Assim, o calor do Sol é causado por seu movimento, não por possuir alguma constituição ígnea, como se poderia inicialmente supor. Além do Sol, há uma fonte de calor também nas partes mais altas da região terrestre: a combustão da exalação seca. Evidentemente,

Figura 1 – No mesmo intervalo

de tempo, enquanto um corpo percorre o arco ML outro corpo percorre um arco BF>ML, logo, o segundo pode ser dito mais rápido que o primeiro, (apud PICCOLOMINI, 1547, p. XIII).

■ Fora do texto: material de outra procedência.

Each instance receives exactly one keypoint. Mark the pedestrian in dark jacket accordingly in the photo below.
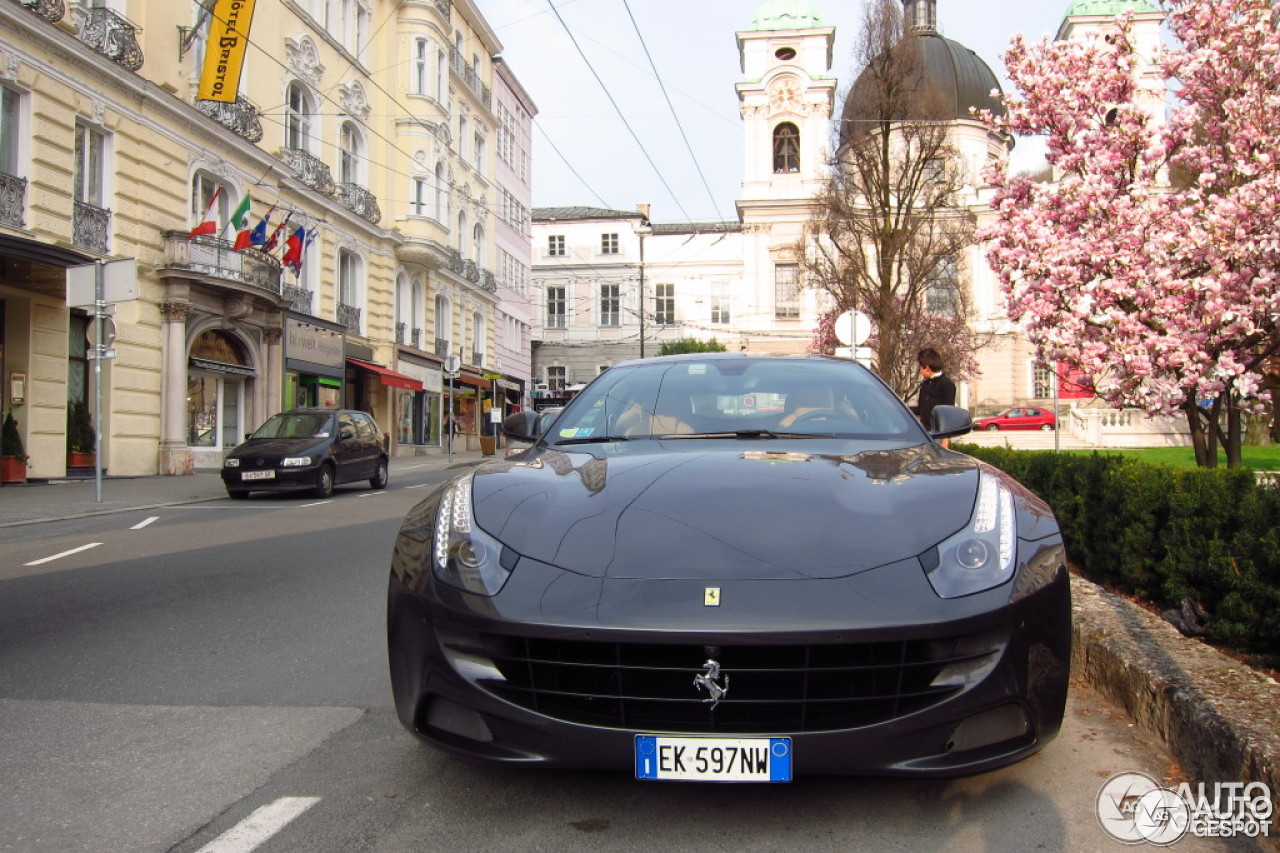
(936, 389)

muito menos intensa que o calor do Sol, essa combustão é causada pela revolução da esfera da Lua que carrega consigo a parte inferior que lhe é contígua. Ou, usando uma nomenclatura mais ao estilo da Meteorológica, a esfera da Lua arrasta consigo a hupekkauma e esta leva consigo a parte de ar contínua a ela. Considera o autor:

Esse mundo necessariamente tem uma certa continuidade com os movimentos superiores; consequentemente, todas suas potencialidades são derivadas desses movimentos. (Pois o princípio que dá origem a todo movimento deve ser tomado como a causa primeira. Além disso, aquele elemento é eterno e seu movimento não tem limite no espaço, contudo, é sempre completo; enquanto todos esses corpos possuem regiões separadas e que limitam umas às outras). Então, devemos tomar fogo e terra e todos os elementos como esses como a causa material dos eventos nesse mundo (significando por ‘material’ aquilo que é o sujeito e é afetado), mas devemos considerar como princípio que origina o movimento os corpos que se movem eternamente. (339a20-33)

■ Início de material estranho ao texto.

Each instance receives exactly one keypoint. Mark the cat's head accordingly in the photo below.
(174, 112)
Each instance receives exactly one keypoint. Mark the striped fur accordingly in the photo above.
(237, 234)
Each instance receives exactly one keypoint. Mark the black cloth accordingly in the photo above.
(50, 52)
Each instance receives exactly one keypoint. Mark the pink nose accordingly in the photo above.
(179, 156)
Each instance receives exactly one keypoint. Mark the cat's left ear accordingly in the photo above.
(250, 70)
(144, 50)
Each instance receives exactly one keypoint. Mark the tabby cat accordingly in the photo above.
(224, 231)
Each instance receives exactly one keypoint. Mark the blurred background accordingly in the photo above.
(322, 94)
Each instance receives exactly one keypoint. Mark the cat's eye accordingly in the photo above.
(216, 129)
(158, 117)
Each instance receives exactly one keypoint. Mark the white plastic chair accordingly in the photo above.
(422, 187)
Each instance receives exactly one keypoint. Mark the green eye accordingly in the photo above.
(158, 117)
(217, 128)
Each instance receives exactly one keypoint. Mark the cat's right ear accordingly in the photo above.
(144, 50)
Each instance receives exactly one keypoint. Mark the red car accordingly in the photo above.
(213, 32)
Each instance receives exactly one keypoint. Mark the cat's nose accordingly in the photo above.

Isso também faz com que essa região se esquente. O curioso, como mostro na próxima seção, é que os fumos que compõem a região, que poderíamos chamar do fogo, não são em si mesmos quentes, mas se esquentam na medida em que são perturbados pela revolução da Lua e entram em combustão. Além disso, toda a região do ar que se move em círculo num movimento conjunto aos dos fumos, também esquenta. Não todo o ar, mas apenas aquele acima da região delimitada pelos cumes das montanhas mais altas, pois é somente esse que é carregado e que está em constante movimento. A combustão dos fumos está diretamente ligada a fenômenos como os cometas e os meteoros, os quais se formam pela solidificação das exalações e a subsequente combustão desse corpo sólido. Considera o autor:

Assim, a causa material de todos esses fenômenos são os fumos, a causa eficiente é, algumas vezes também, o movimento da região superior, algumas vezes a contração e solidificação do ar. Mais ainda, todas essas coisas acontecem abaixo da Lua. Isso é perceptível por sua velocidade aparente, que é igual a de coisas lançadas por nós; pois é porque estão próximos a nós que parecem exceder a velocidade das estrelas, do Sol e da Lua. (342a28-33)

Grosso modo solidificação, condensação ou liquefação são transformações qualitativas, cuja discussão mais detalhada é apresentada na Meteorológica IV.6.